The study may be limited by the fact central confirmation of positive HER2 status was performed on the pretreatment core biopsy instead of the residual tumor, Geyer said.
Researchers have collected paired specimens from more than two-thirds of patients in the KATHERINE trial.
Those samples will be analyzed to determine the rate of HER2 loss in postsurgical specimens, as well as the activity of ado-trastuzumab emtansine among those patients, Geyer said. They also will be used to explore potential resistance mechanisms to neoadjuvant chemotherapy plus trastuzumab, as well as adjuvant ado-trastuzumab emtansine.
The results to date, though, are practice changing, Geyer told HemOnc Today.

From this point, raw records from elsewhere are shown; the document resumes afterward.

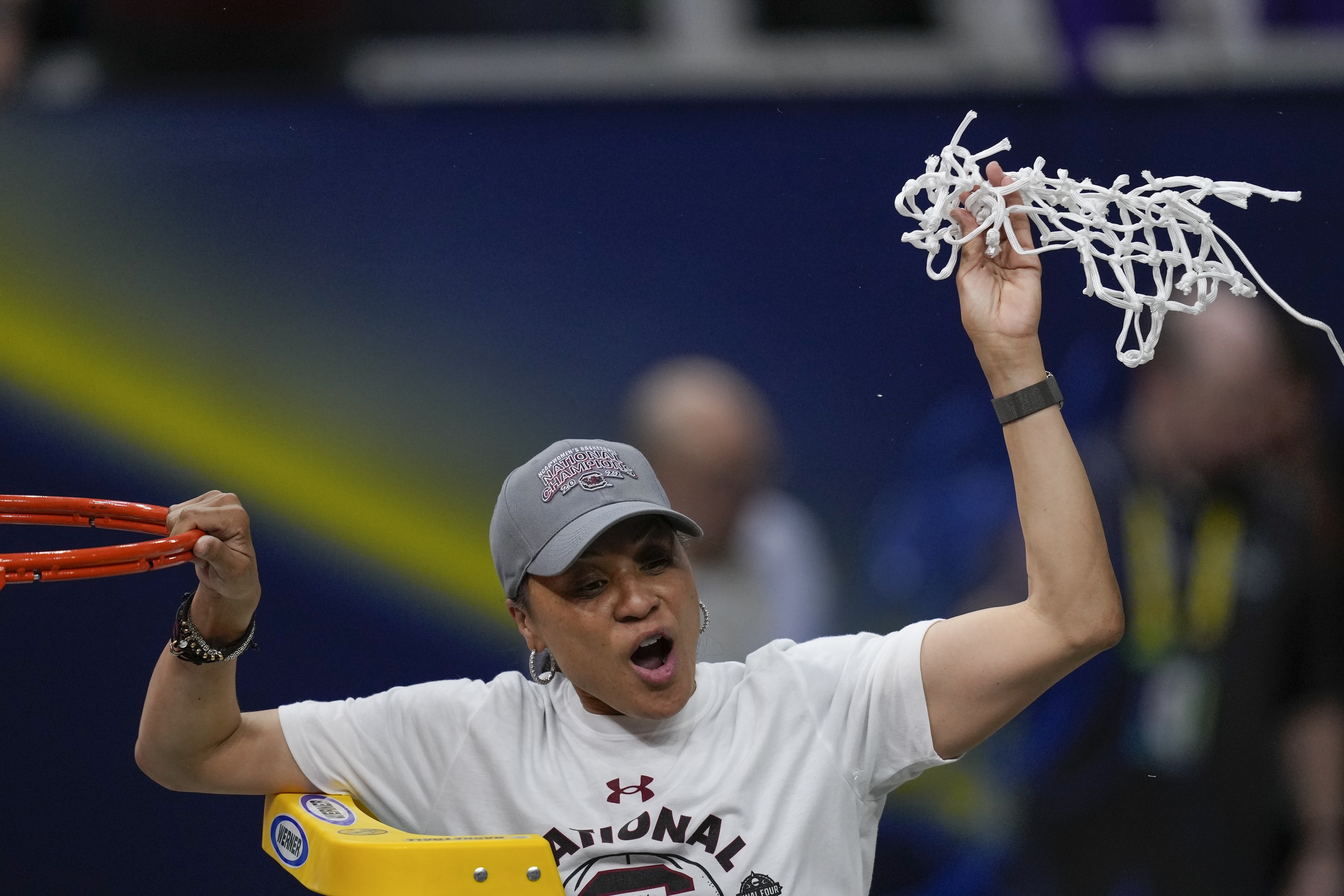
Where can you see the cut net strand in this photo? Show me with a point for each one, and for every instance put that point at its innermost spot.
(1109, 226)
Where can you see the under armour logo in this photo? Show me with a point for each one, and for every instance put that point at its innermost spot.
(643, 789)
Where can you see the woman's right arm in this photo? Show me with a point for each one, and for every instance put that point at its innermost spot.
(193, 735)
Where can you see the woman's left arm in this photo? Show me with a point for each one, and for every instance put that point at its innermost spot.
(983, 668)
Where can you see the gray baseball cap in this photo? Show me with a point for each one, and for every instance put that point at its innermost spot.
(557, 504)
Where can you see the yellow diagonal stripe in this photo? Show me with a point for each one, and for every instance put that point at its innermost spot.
(295, 468)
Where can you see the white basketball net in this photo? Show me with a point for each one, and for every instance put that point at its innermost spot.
(1072, 214)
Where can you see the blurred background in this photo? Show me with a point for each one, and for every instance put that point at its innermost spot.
(355, 261)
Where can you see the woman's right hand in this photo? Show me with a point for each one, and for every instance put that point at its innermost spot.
(226, 565)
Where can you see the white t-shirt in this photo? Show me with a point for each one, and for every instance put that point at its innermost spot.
(771, 781)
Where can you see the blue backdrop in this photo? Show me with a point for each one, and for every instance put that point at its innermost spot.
(458, 287)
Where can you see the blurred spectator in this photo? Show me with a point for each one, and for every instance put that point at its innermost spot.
(14, 45)
(1211, 753)
(763, 566)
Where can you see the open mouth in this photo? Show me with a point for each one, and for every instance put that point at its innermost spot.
(652, 653)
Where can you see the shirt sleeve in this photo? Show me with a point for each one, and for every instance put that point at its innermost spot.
(865, 694)
(392, 751)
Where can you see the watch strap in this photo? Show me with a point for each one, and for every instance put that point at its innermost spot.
(1029, 401)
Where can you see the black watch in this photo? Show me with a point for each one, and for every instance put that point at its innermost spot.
(1029, 401)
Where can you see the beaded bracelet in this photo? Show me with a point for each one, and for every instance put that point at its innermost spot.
(191, 647)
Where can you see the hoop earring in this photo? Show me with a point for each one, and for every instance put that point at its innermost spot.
(549, 670)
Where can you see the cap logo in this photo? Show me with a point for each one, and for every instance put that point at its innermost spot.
(589, 467)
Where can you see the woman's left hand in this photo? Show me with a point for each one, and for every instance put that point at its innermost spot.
(1001, 299)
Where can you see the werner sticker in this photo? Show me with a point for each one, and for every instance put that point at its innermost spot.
(288, 840)
(334, 812)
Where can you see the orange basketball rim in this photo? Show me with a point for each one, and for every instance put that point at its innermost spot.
(91, 563)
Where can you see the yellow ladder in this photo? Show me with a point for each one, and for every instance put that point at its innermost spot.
(336, 848)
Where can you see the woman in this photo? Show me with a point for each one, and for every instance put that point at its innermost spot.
(642, 769)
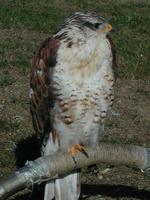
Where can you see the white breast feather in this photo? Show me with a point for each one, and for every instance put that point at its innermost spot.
(80, 70)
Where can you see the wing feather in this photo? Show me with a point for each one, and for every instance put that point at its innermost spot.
(41, 97)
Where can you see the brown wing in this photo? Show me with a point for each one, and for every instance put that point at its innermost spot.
(40, 92)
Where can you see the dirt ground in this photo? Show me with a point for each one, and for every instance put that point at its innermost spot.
(130, 125)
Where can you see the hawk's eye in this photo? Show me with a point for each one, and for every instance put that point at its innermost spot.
(97, 25)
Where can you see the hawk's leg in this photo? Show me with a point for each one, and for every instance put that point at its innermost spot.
(74, 150)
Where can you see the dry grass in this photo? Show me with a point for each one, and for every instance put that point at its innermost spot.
(23, 25)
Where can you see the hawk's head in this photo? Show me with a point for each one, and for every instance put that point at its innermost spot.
(84, 25)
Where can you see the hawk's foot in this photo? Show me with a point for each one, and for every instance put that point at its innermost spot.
(75, 148)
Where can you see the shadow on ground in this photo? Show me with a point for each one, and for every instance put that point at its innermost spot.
(29, 149)
(117, 192)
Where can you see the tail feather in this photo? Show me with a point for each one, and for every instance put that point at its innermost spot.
(64, 188)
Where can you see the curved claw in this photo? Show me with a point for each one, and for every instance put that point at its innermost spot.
(75, 148)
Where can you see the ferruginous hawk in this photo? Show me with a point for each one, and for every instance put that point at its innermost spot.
(71, 92)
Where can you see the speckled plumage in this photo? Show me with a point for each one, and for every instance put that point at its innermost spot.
(72, 90)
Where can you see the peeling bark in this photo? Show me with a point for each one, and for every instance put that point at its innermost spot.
(51, 167)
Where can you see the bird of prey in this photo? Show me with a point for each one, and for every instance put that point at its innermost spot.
(71, 92)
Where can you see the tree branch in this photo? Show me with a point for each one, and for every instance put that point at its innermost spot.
(51, 167)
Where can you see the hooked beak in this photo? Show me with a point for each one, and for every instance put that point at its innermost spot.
(106, 28)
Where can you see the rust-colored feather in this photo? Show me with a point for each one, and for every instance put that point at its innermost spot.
(41, 97)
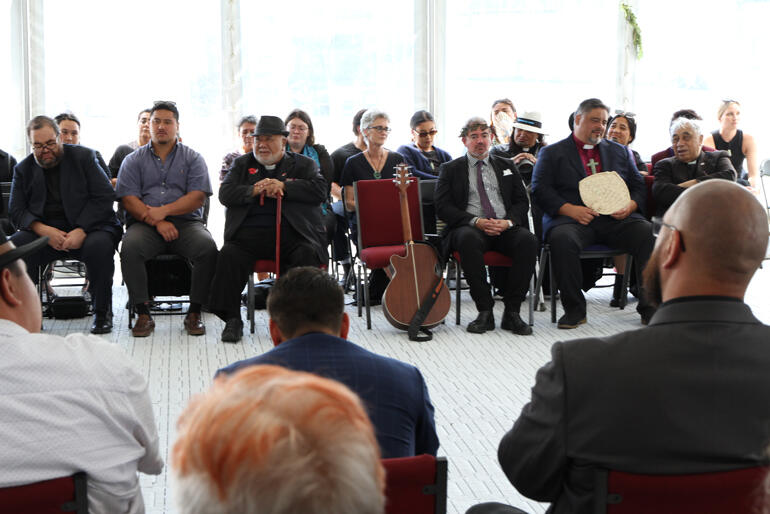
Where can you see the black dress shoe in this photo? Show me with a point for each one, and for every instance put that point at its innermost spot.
(483, 322)
(513, 322)
(102, 323)
(233, 330)
(571, 320)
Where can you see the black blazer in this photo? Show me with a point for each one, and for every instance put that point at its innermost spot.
(669, 172)
(451, 197)
(301, 205)
(687, 394)
(87, 195)
(559, 169)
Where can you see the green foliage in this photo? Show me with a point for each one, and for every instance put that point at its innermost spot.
(636, 32)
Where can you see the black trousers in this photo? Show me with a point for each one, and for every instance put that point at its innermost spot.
(633, 235)
(517, 243)
(236, 262)
(97, 253)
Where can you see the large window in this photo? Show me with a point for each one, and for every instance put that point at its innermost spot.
(545, 56)
(694, 58)
(331, 62)
(105, 64)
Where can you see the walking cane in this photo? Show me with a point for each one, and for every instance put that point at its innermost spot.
(277, 231)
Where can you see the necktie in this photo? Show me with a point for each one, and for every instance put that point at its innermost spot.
(486, 205)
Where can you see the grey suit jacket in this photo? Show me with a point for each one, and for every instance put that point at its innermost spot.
(670, 172)
(687, 394)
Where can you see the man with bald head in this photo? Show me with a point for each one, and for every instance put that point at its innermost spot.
(687, 394)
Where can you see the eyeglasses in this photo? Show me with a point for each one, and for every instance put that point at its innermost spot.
(658, 223)
(49, 145)
(625, 114)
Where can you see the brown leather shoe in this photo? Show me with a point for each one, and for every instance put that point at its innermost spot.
(144, 326)
(194, 324)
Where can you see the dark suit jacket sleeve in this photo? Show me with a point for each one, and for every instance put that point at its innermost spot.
(533, 454)
(665, 189)
(235, 189)
(18, 205)
(447, 190)
(425, 430)
(327, 166)
(519, 207)
(98, 209)
(543, 180)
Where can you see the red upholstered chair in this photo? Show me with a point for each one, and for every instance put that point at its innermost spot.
(66, 494)
(649, 180)
(597, 251)
(737, 491)
(416, 485)
(491, 258)
(380, 234)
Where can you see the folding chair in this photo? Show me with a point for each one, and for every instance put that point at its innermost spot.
(66, 494)
(416, 485)
(720, 492)
(590, 252)
(380, 235)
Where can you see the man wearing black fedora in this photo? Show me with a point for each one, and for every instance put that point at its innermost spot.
(80, 391)
(60, 191)
(249, 191)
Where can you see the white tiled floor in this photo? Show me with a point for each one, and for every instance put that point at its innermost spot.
(478, 383)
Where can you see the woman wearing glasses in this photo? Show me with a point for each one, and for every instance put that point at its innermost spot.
(621, 128)
(373, 163)
(421, 155)
(739, 145)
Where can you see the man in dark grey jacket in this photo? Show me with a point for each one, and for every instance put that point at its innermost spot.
(250, 193)
(688, 394)
(690, 165)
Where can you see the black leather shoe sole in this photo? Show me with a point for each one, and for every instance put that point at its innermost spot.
(568, 322)
(522, 329)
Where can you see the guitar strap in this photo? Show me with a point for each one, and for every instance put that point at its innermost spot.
(415, 326)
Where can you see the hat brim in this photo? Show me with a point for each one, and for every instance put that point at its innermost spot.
(529, 128)
(22, 251)
(284, 133)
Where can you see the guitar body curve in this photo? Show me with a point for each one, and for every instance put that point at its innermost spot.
(413, 278)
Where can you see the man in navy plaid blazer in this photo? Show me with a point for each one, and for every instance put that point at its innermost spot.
(309, 327)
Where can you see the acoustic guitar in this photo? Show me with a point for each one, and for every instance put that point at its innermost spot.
(416, 276)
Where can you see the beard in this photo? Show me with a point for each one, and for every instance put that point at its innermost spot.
(651, 285)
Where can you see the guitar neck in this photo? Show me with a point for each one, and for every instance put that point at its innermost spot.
(406, 223)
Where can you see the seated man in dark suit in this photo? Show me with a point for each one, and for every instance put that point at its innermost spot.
(482, 200)
(60, 191)
(568, 225)
(309, 324)
(689, 166)
(686, 395)
(249, 192)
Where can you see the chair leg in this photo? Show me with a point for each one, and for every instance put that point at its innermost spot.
(532, 300)
(626, 278)
(457, 292)
(365, 286)
(250, 302)
(551, 281)
(359, 290)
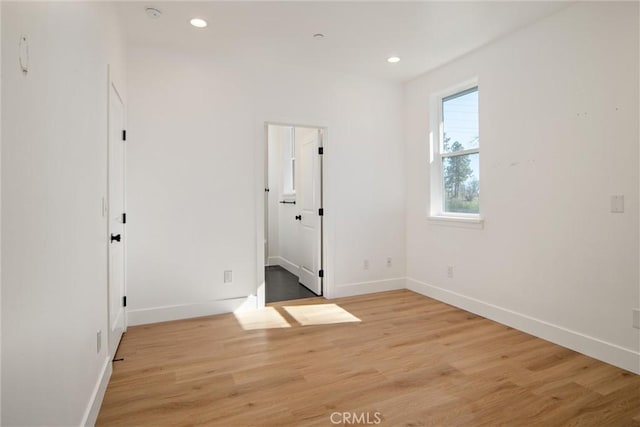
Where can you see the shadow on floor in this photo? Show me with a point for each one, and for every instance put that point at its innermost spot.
(282, 285)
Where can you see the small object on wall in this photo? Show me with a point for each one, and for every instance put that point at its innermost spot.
(228, 276)
(23, 59)
(617, 204)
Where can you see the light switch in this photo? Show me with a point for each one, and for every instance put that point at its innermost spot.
(228, 276)
(617, 204)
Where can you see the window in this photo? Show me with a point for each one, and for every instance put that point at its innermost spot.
(456, 163)
(289, 163)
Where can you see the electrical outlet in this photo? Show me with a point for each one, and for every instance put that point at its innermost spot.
(617, 204)
(450, 272)
(228, 276)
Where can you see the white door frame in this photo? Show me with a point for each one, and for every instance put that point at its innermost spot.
(112, 84)
(262, 183)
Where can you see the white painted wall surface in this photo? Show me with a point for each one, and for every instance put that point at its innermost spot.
(559, 135)
(275, 191)
(196, 174)
(54, 289)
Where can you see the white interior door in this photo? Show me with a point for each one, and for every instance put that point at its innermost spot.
(116, 220)
(309, 201)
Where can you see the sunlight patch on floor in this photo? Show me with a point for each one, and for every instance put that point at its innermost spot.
(264, 318)
(320, 314)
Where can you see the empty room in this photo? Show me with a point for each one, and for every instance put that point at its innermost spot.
(318, 213)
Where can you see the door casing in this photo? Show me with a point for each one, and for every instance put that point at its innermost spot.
(262, 235)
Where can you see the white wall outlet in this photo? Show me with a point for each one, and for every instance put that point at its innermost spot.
(450, 272)
(617, 204)
(228, 276)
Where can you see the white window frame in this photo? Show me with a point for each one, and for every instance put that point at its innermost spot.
(437, 215)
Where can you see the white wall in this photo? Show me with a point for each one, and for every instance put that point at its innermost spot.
(195, 169)
(559, 136)
(275, 136)
(54, 145)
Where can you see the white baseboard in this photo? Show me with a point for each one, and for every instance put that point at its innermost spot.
(185, 311)
(362, 288)
(93, 409)
(596, 348)
(273, 260)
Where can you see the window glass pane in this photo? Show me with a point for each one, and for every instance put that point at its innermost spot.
(461, 183)
(460, 121)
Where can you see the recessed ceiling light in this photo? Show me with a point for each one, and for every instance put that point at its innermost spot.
(198, 22)
(153, 12)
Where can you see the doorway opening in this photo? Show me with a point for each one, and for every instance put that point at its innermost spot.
(293, 213)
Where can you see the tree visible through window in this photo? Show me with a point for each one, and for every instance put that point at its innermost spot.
(460, 152)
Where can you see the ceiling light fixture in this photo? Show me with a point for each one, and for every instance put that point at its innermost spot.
(198, 22)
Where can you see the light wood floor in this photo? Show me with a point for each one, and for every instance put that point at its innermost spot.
(412, 359)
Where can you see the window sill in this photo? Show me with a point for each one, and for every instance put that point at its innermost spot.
(457, 221)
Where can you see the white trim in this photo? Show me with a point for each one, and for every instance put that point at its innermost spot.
(476, 222)
(186, 311)
(602, 350)
(286, 264)
(93, 408)
(361, 288)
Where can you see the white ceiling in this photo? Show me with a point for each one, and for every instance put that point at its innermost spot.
(359, 36)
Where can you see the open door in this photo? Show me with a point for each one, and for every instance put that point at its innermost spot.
(309, 202)
(117, 219)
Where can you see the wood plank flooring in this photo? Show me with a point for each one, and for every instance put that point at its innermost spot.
(409, 361)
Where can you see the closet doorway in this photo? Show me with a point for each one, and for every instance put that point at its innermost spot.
(293, 213)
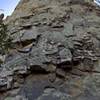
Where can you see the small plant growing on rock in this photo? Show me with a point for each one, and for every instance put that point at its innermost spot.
(5, 40)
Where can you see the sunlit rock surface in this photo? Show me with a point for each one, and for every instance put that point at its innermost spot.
(55, 54)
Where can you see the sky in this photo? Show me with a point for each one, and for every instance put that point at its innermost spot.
(8, 6)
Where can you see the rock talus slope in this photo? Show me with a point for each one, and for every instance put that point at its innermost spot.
(55, 54)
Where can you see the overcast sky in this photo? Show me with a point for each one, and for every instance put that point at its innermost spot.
(8, 6)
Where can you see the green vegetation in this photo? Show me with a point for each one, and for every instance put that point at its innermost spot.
(5, 40)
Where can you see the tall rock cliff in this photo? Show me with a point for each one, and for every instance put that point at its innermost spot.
(55, 51)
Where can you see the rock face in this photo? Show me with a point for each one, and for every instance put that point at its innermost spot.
(55, 54)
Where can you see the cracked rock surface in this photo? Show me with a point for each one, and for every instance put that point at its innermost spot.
(55, 54)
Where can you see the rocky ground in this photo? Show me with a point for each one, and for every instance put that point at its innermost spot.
(55, 53)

“Standards of care are a process, and this gives a foundation for that discussion,” he said. “My opinion is this should be accepted as a standard of care. Of course, that will be driven by whether regulators and third-party payers agree, but these are very compelling data and it is hard to imagine how you would not make this available.” – by Mark Leiser
Geyer JR CE, et al. Abstract GS1-10. Presented at: San Antonio Breast Cancer Symposium; Dec. 4-8, 2018; San Antonio.
F. Hoffmann La Roche/Genentech sponsored this study. Geyer reports travel support from AstraZeneca and Roche; medical writing support from AbbVie and Roche; and honoraria from Celgene. Please see the abstract for all other authors’ relevant financial disclosures.